In the study of digital writing and rhetoric, the field has been centrally concerned with the visible digital identity, one that users can regulate in online spaces and platforms. However, Beck argues that ‘with each click of a web page, we also have an invisible digital identity constructed through third-arty elements and tracking technologies” (126). For Beck, identity in digital spaces is intimately tied to digital surveillance and tacking technologies. Identity is “constructed by computer algorithms and tracking technologies, and those data elements become a digital apparatus for digital social engineering and marketing of virtual bodies” (128). Beck outlines three defining characteristic of the invisible digital identity:
- It’s regulated: by controlling flow of information, web companies can regulate behavior on the internet.
- It’s made up of an ecology of objects, materials, and dimensions.

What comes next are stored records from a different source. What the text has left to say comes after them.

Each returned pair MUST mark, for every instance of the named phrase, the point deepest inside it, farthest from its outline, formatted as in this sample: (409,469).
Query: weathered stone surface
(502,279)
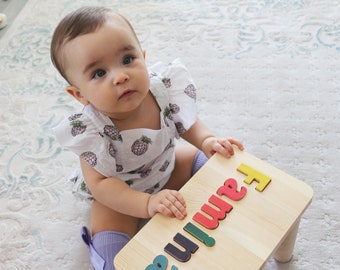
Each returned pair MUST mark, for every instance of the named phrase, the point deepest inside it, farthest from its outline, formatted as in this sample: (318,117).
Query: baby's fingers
(177,205)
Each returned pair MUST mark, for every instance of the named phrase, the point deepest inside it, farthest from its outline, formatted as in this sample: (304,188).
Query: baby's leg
(111,232)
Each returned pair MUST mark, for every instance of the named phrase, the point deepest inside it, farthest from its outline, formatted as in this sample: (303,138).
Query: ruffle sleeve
(84,134)
(175,80)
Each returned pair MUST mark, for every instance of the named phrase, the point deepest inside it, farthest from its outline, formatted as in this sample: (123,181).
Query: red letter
(230,190)
(216,215)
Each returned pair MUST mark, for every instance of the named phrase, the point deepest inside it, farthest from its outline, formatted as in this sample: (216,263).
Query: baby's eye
(99,73)
(128,59)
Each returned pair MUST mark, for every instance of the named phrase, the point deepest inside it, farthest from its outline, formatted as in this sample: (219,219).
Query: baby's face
(107,68)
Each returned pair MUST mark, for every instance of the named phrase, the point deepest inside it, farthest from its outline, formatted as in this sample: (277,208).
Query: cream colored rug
(267,73)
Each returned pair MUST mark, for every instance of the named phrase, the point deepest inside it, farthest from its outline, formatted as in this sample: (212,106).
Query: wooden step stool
(241,211)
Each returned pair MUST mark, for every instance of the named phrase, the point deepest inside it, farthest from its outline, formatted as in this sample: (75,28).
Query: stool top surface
(245,238)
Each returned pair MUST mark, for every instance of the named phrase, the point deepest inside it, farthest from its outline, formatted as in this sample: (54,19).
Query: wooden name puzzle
(241,211)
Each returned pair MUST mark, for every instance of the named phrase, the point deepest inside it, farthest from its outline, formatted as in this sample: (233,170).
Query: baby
(125,135)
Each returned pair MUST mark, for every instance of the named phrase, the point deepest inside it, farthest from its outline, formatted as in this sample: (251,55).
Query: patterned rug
(267,73)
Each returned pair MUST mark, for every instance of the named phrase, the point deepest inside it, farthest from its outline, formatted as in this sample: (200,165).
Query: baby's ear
(75,92)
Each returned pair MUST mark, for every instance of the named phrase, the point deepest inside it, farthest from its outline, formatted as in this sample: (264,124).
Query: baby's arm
(117,195)
(200,136)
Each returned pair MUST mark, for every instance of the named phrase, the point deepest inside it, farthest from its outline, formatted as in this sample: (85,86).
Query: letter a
(252,174)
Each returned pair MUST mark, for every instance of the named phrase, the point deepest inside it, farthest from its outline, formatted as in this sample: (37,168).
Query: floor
(11,8)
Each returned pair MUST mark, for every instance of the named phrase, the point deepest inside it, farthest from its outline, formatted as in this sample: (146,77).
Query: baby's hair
(83,21)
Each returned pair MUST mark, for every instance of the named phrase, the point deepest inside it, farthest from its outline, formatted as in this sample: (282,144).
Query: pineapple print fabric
(143,158)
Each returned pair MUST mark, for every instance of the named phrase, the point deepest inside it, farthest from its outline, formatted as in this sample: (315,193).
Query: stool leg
(284,252)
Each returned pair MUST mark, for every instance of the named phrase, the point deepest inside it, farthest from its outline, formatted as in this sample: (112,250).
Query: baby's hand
(224,146)
(169,203)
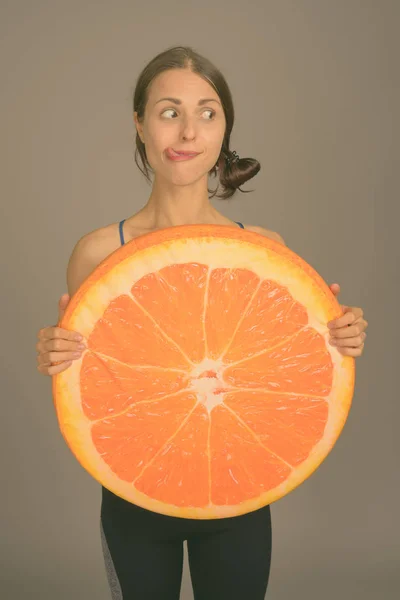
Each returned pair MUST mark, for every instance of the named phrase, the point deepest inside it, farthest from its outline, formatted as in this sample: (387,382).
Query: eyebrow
(177,101)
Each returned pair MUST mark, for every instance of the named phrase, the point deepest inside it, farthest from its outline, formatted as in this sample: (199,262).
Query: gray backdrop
(316,96)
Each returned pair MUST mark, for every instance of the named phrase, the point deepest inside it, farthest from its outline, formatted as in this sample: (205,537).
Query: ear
(138,126)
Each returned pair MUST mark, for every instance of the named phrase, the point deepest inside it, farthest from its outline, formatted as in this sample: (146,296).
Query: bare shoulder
(89,251)
(273,235)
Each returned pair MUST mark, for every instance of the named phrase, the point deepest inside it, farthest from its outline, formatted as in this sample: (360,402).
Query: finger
(49,358)
(54,370)
(352,342)
(59,345)
(352,351)
(348,331)
(351,314)
(55,332)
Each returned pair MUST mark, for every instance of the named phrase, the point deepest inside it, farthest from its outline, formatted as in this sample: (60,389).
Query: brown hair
(231,176)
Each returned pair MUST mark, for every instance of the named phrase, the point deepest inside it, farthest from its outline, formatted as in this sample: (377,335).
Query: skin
(179,196)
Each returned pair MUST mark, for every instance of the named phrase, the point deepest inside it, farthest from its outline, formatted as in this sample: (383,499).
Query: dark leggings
(229,558)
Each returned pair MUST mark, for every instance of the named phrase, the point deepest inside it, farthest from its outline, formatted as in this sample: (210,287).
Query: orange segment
(229,293)
(109,387)
(126,333)
(174,296)
(288,425)
(180,473)
(272,317)
(241,468)
(301,365)
(128,442)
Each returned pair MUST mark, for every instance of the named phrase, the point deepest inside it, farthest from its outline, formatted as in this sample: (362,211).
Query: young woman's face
(185,125)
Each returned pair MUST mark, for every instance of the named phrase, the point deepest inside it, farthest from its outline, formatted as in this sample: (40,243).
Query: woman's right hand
(57,345)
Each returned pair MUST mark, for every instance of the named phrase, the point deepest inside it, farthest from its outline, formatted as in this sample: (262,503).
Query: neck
(171,205)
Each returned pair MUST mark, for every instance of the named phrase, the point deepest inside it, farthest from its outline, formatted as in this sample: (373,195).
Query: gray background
(316,94)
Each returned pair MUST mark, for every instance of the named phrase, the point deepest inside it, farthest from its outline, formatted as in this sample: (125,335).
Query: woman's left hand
(348,331)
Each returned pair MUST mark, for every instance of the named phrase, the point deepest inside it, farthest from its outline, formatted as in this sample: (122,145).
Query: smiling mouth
(171,153)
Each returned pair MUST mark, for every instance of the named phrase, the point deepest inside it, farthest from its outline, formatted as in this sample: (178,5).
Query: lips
(176,153)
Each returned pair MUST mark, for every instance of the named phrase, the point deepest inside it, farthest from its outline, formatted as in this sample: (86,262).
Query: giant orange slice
(208,388)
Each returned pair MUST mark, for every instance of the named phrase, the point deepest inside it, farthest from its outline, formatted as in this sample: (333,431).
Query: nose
(188,130)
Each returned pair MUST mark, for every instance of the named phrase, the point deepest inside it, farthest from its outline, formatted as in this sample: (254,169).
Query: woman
(182,103)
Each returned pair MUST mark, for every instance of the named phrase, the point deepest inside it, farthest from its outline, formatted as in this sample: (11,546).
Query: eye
(207,110)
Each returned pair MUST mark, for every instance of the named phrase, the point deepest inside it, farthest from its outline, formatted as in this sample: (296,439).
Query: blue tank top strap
(121,232)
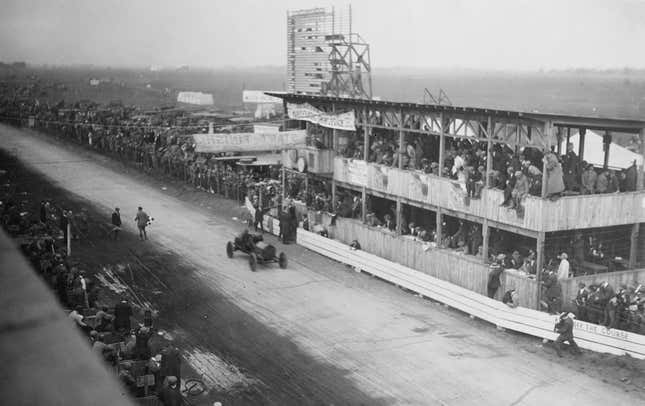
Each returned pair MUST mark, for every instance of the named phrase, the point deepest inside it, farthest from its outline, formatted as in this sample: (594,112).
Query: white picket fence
(589,336)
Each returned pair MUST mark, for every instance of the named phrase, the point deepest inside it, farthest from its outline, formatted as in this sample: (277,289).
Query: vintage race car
(257,249)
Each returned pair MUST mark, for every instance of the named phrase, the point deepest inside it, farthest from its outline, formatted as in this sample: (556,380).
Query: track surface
(320,333)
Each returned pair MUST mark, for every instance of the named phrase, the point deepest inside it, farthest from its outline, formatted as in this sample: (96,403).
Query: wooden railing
(319,161)
(615,279)
(587,211)
(466,271)
(538,324)
(571,212)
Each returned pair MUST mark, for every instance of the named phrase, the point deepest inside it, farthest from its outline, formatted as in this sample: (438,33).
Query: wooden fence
(467,271)
(539,324)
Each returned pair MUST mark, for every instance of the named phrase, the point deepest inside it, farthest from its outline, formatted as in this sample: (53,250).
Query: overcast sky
(493,34)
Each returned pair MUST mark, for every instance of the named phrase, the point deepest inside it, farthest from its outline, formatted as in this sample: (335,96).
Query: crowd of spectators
(114,333)
(517,172)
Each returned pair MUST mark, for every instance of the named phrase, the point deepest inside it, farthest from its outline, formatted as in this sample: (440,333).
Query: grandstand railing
(589,336)
(566,213)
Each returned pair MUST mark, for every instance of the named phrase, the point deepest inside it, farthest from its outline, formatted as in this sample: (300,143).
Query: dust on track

- It refracts the internet: one’s invisible digital identity, harvested from web browser and machines, creates unique and customized experiences for each user.
Beck notes, via Lierouw, that there are three stages of internet development: the relational Internet (“the interpersonal and personally customized character of online and mobile communication”); the enclosed Internet (“growing technological and legal restrictions on new media devices and systems”); and the ‘mean world’ Internet (“these sense of risk or exposure online that has been used to justify the expansion of increasingly invasive private and state surveillance/security regimes”) (Lierouw 617 qtd in Beck 128).